Glenwood City Council suggestions to state legislation
On March 2, Glenwood Springs City Council discussed language they want to send to state legislation for law changes that might help crack down on offenders who are creating canyon closures.
Councilor Tony Hershey, who is also a district attorney for Garfield County, suggested bigger penalties for speeders. He recommended that mandatory jail time for CMV drivers might be more impactful.
He said many of the CMV drivers who go into court don’t live here and are able to just get on Webex without feeling the full impact of their actions.

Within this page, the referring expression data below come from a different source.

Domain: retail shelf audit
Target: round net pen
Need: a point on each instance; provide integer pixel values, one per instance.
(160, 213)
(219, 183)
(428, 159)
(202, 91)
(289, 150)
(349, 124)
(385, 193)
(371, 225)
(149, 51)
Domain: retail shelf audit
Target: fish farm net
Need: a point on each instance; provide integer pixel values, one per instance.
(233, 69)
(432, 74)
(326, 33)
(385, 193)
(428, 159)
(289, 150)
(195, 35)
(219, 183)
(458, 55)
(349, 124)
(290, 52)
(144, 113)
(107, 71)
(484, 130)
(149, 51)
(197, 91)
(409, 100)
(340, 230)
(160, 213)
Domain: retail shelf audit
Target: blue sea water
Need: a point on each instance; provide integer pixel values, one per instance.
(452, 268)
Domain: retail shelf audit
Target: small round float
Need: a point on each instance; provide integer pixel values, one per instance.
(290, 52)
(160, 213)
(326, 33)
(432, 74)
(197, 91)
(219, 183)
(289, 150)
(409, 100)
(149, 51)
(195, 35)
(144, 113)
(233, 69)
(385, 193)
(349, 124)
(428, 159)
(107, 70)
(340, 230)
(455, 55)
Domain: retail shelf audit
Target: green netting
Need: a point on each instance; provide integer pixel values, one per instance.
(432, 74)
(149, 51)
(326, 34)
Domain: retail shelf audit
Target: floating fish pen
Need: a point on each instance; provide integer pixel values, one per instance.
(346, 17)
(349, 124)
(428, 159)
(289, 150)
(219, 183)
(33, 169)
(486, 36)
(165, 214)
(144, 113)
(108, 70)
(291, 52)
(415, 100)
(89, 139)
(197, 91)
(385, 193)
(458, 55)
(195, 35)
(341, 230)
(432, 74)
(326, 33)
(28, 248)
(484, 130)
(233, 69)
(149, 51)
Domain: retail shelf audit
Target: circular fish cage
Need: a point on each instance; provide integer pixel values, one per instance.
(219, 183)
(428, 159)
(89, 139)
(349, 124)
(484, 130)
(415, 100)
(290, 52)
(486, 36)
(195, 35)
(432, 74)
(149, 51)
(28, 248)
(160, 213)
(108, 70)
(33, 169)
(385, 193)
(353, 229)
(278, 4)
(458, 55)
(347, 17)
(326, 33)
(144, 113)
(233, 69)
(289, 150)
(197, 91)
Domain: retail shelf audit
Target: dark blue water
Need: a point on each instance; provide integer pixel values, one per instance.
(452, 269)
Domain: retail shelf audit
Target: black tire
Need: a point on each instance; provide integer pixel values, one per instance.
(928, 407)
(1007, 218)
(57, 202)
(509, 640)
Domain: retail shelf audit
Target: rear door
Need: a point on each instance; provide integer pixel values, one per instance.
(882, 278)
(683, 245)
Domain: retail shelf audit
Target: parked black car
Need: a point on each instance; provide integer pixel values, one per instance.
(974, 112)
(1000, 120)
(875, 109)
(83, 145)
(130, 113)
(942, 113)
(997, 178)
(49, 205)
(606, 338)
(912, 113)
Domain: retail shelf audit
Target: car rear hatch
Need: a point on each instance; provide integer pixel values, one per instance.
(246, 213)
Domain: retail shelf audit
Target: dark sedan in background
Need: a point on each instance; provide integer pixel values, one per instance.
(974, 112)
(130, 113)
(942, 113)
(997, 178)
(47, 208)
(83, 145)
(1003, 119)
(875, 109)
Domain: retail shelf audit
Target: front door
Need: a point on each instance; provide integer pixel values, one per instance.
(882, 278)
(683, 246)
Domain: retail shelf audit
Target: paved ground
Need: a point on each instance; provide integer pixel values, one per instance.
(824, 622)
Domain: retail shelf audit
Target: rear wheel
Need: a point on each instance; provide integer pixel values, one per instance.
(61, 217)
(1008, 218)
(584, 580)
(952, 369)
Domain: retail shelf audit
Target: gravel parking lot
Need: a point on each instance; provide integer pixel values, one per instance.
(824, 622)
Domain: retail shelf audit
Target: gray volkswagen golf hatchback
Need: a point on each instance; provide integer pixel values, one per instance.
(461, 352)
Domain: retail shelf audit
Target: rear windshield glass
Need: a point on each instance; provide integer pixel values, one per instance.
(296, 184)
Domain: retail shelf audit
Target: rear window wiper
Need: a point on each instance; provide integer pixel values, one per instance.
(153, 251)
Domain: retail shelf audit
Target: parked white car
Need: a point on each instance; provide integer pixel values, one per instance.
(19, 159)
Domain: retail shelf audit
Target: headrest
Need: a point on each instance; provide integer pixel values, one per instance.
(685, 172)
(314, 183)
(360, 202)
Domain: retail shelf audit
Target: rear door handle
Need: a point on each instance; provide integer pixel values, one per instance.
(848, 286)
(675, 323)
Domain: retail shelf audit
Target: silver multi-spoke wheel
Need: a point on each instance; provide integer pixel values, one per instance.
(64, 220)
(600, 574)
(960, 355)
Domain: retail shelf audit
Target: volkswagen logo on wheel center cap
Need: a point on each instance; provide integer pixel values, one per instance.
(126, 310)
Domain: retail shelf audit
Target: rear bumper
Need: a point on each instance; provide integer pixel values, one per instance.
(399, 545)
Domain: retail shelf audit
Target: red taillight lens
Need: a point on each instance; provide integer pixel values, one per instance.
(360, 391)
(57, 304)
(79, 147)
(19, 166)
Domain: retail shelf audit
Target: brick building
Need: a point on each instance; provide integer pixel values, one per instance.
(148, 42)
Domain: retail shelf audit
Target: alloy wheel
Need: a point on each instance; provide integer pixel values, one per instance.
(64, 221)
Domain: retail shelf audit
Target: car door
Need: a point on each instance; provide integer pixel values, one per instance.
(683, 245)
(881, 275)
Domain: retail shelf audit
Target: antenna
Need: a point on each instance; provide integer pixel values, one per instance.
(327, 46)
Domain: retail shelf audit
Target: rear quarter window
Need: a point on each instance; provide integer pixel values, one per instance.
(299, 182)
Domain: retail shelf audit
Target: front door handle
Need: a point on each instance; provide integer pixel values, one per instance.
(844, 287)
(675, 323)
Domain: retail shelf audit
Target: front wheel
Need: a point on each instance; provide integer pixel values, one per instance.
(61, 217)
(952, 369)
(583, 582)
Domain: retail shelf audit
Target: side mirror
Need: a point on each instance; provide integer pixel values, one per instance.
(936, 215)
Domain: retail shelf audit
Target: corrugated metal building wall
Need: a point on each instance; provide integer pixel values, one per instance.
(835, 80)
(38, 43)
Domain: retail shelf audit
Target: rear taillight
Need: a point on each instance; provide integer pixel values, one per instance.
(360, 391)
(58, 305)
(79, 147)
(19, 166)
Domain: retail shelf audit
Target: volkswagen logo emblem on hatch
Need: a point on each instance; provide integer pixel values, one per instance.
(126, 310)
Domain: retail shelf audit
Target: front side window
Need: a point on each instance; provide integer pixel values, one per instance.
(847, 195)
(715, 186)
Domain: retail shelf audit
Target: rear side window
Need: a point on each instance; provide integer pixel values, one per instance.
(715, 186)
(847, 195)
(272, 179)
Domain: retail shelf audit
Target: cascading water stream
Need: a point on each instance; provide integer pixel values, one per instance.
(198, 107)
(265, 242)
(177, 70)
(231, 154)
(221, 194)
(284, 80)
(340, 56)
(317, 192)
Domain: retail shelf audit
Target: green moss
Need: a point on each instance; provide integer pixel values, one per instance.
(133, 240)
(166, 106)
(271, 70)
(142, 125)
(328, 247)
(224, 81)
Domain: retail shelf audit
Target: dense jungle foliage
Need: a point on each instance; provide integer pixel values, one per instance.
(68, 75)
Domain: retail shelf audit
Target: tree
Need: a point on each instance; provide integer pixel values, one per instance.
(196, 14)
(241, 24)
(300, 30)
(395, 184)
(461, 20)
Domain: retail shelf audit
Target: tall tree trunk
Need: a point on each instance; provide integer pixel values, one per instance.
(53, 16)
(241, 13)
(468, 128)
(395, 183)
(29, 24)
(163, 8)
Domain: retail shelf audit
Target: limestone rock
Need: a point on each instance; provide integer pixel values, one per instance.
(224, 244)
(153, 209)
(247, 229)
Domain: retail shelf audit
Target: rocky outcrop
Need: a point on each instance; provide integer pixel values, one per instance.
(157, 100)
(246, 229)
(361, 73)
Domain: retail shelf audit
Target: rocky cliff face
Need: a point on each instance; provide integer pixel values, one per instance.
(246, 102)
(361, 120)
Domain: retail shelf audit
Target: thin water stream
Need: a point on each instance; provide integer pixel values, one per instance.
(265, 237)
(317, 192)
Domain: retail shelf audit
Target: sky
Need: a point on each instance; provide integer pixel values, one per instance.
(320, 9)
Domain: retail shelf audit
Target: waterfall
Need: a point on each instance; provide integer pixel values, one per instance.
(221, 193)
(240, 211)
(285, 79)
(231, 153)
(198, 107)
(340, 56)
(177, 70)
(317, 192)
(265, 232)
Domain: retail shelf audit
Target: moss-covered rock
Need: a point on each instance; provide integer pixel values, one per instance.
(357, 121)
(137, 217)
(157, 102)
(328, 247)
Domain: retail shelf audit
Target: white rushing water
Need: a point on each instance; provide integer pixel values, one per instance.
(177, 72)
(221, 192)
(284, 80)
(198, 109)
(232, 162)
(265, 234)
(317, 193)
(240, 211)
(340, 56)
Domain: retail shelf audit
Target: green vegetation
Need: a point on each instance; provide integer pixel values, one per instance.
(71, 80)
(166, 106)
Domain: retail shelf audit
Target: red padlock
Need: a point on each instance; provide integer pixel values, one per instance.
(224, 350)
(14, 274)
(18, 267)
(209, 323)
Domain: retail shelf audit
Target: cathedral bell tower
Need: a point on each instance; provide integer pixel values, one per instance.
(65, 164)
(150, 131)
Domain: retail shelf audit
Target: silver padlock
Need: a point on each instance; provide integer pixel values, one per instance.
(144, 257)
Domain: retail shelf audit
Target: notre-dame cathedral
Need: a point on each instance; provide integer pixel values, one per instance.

“Encourage an increase in points and increase in fines, and then, encourage the district attorney’s office or the prosecutors throughout the I-70 corridor, the 5th Judicial, to impose jail time, then these guys are going to learn they have to come back here, they have to serve 10 days in jail,” Hershey said. “That’s painful.”
“I think it would be worthwhile for them to consider some kinds of civil sanctions against the motor carrier companies,” City Attorney Karl Hanlon said.
He said that after attending a recent CDOT presentation, he noticed that the motor carrier lobby is big on trying to minimize their impact, and when the companies treat their employees as disposable, they don’t care as much when their drivers are the one’s being penalized.
“The motor carrier lobby is big on trying to minimize the impacts to them, blame somebody else, whatever, and most of these have been company trucks,” Hanlon said. “There’s a shortage right now, but in any large company, a driver is fungible. So they lose their license, they lose their livelihood, the motor carrier company doesn’t really care that much. I think that we need to also think about how we tag them with something that is meaningful to change their behavior, and their attitude towards their drivers.”
Council unanimously voted to have the language to legislation create bigger penalties for lane violations and speeding, to consider cameras and automated ticketing for speeding and enforcement. They also added higher fines and points off of driver’s licenses, and then civil liability for carriers.